The objective is "to develop a dispersed population consisting of at least 500 total birds counted during the production survey and 50 successful breeding pairs by 2010."
Results from this year, can be attributed to "improvement of breeding habitat coinciding with the maturity of the 2004 hatch year class." In 2004, "a relatively high number of cygnets were produced (107), making these birds reproductively mature."
The future for the swans looks good, according to the government report: "As long as habitat conditions remain favorable and no major stochastic event occurs, it is likely these parameters will continue to be achieved."
Improved habitat conditions for these waterfowl were a result of increased precipitation levels, the report indicated.
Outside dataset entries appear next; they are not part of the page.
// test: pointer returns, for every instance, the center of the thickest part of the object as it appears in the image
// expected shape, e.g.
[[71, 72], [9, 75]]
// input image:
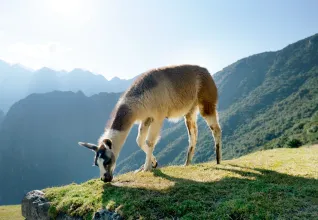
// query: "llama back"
[[167, 91]]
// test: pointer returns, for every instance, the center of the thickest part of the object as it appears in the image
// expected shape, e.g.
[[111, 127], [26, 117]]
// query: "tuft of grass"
[[12, 212], [272, 184]]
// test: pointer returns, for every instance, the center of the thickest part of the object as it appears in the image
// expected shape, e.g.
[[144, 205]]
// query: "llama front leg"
[[191, 123], [141, 139], [213, 123], [152, 138]]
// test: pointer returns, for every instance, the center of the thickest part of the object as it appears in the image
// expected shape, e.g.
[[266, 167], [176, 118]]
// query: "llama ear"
[[89, 146], [108, 142]]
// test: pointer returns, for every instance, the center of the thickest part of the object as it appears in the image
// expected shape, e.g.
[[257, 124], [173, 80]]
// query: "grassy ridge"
[[273, 184], [12, 212]]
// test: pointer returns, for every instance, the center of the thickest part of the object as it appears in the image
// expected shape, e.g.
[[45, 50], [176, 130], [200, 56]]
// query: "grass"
[[12, 212], [272, 184]]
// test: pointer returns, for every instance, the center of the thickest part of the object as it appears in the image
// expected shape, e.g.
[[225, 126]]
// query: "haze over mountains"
[[17, 82], [265, 101]]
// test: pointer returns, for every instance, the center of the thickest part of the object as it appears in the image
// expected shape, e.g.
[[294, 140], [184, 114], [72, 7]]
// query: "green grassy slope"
[[271, 184], [265, 101], [10, 212]]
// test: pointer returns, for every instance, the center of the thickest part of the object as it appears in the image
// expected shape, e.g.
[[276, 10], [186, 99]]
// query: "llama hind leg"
[[152, 138], [141, 138], [191, 123], [210, 115]]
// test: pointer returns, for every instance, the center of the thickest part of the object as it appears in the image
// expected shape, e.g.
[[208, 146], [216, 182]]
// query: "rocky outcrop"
[[36, 207]]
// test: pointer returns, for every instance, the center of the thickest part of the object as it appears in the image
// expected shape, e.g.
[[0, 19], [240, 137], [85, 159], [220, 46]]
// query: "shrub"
[[294, 143]]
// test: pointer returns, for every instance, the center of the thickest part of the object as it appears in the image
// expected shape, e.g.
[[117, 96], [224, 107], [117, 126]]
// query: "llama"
[[163, 93]]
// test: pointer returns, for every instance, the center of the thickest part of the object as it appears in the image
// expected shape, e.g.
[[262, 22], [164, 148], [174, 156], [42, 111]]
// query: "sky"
[[125, 38]]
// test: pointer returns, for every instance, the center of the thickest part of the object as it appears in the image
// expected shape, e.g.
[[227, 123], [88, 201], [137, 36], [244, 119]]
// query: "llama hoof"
[[140, 169], [155, 166]]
Localities not suitable for the swans during recent drought conditions, have been used by these birds as wetland conditions improved with an increase in precipitation.
"Wetland that provided marginal breeding for newly established pairs during the drought may now be adequate for production," the report indicated. "Still the number of the pairs observed had no cygnets, but the number of breeding pairs did increase 43% from last year."
Sand hill "ranchers have also been a tremendous benefit for the swans," Comeau said, by their leaving wetlands intact and the relative isolation of many of the places where the swans breed, which limits any disturbance.
Wildlife officials are currently modeling the availability of habitat in the sandhills, and the results are expected to indicate if there are enough wetlands for the swan population to continue at the levels documented by the 2009 autumn survey.
"With decent precipitation," Comeau said, an ongoing "population of 450-550" swans could be expected.
Annual fall surveys to determine the number of Trumpeter Swans have been conducted for at least two decades in order to "track abundance trends in the flock and condition of the wetlands" where this swan - the largest species of waterfowl in North America - occurs.